First of all, I've got a real joie d' vive . There isn't any other way to put it: I love life.
And, [tapping a pile of magazines and journals on his desk] I read as much as I can about contemporary architecture. I don't want anyone to ever say that there aren't any African American architects who are up to designing something [pointing to picture of the Browns football stadium] that big.
I'm not doing that for me. It's for the younger people who are coming along. They are going to have an example, someone who takes on the big projects.
On my own time, I'm an opera nut and a reader. I've got at least five books on the shelf that I want to read. I love history and just finished David McCullough's 1776 , about George Washington's campaign against the British.
Architecture is a stressful, competitive occupation. Over the years, what have you been doing to balance work stress and the rest of your life?

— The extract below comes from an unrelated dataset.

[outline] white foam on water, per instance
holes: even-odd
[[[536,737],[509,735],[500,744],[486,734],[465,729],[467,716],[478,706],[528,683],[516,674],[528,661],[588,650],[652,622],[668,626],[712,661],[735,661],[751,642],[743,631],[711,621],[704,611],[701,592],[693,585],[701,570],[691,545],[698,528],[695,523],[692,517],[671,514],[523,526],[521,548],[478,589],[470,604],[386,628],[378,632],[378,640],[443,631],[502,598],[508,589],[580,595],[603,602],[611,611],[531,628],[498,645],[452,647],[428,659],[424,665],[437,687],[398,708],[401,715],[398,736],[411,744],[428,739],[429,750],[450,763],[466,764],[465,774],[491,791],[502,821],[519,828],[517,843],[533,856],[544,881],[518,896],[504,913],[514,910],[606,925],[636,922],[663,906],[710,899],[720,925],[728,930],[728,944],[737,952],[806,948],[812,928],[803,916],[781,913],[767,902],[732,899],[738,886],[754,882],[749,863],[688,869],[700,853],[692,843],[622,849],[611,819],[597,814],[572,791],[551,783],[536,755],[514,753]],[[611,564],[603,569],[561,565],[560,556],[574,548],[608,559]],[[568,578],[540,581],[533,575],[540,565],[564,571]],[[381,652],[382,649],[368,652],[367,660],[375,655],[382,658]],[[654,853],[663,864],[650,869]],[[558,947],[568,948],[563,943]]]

I think I'm lucky. My blood pressure is like this [waving hand at chest level], while everyone else's is way up here [waving hand over his head].
I don't think I have problems with stress because I love what I'm doing. When there is stress, I relieve it by getting to work on a project. When I'm working on a project, the whole world can crumble around me and I don't notice.
Physically, you're very fit and trim. Since you have an extremely sedentary job, how do you stay in such good shape?
I'll be 84 this coming July, so thanks for saying that.
I watch my eating: I believe in moderation.
I used to play a lot of tennis. I had to give that up when my knees gave out on me. That's when I switched to golf.
Staying “fit” isn't so much about being physically active, it's about staying productive. For me, that means designing buildings.
Both you and your wife are well-known in the volunteer world. What kind of volunteer work are you involved in?
My secretary will tell you I'm doing too much.
I belong to a lot of different organizations, but my real favorites are the Cleveland Opera and the Cleveland Orchestra, where I serve on both boards. I needle them – if you will – about the need to have more people who look like me performing.
And I try to work with kids – young kids – to get them to realize that they can be musicians, architects, poets, whatever they want, and are willing to work, to be.
I'm in a fraternity, Sigma Pi Phi, that's going into the schools to do presentations. [Laughs] To be a role model for young people, I'll go anywhere they'll have me.
In a nutshell, what's your advice for successful aging?
Number one: Have an endeavor that you really like, something that you really enjoy, something that is rewarding, that gives you personal pleasure. And keep doing it till you become the best you can be at it…When you really enjoy something, you have a raison d'etre , a reason to exist.
Number two: Realize that life is about moderation in whatever you do.
Number three: Get out and be with people. When you enjoy being with people it helps take the pressure and stress out of your life.
And finally: Have a sense of humor about yourself. If you can joke, and joke about yourself, you can open up to others. And that kind of ‘sharing' is important. What good is a person if they don't do that, if they don't pass on things they know. That's why my wife and I are so active in the community. It's why we established a scholarship – the Robert P. Madison Scholarship – for students. It's our way of helping them move on into the future.